Conn shook his head. “I highly doubt that. She may have enslaved their minds and sent them to do some dirty work for her but killing them would cause too many complications. The Underdark has rules against demons killing humans outside of a sanctioned war.”
Rasmus gripped the bars of his cage. “We hunted them and killed a few. They expanded their size like your sidekick and defeated us easily after that. When the fighting was over, I was the only human left. Bodies of my team were scattered about on the ground and never moved. Some were bleeding. Others had lost limbs. I can’t see them still being alive.”
I crossed my arms as I tried to think this through. Could the hunters really be dead? Sure, they could be. Whatever Conn believed, the galactic average demon from Underdark didn’t shy away from killing a human unless specifically ordered to leave humans alone. And demons, unlike humans, regenerated.

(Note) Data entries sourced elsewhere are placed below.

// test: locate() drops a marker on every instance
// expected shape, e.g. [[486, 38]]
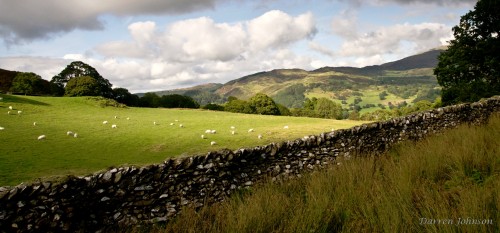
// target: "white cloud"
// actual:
[[421, 37]]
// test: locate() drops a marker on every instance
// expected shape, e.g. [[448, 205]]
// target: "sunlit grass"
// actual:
[[446, 177], [135, 141]]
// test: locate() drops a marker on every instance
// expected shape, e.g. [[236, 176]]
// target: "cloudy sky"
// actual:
[[153, 45]]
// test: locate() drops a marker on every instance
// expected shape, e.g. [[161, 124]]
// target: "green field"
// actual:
[[136, 141]]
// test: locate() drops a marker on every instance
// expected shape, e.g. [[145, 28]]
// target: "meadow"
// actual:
[[135, 141], [444, 183]]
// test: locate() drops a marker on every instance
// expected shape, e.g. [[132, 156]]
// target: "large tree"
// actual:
[[82, 86], [79, 69], [470, 68]]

They rarely procreated from scratch, though not from lack of trying.
But I could be wrong.
Goddess knew those seven years I spent locked up had changed a lot of things in the world I remembered.
“We won’t know the truth until we find the demons responsible. We won’t know which caste ya dealt with until we look at yer compulsion mark. Are ya willing to let us look at ya or not?”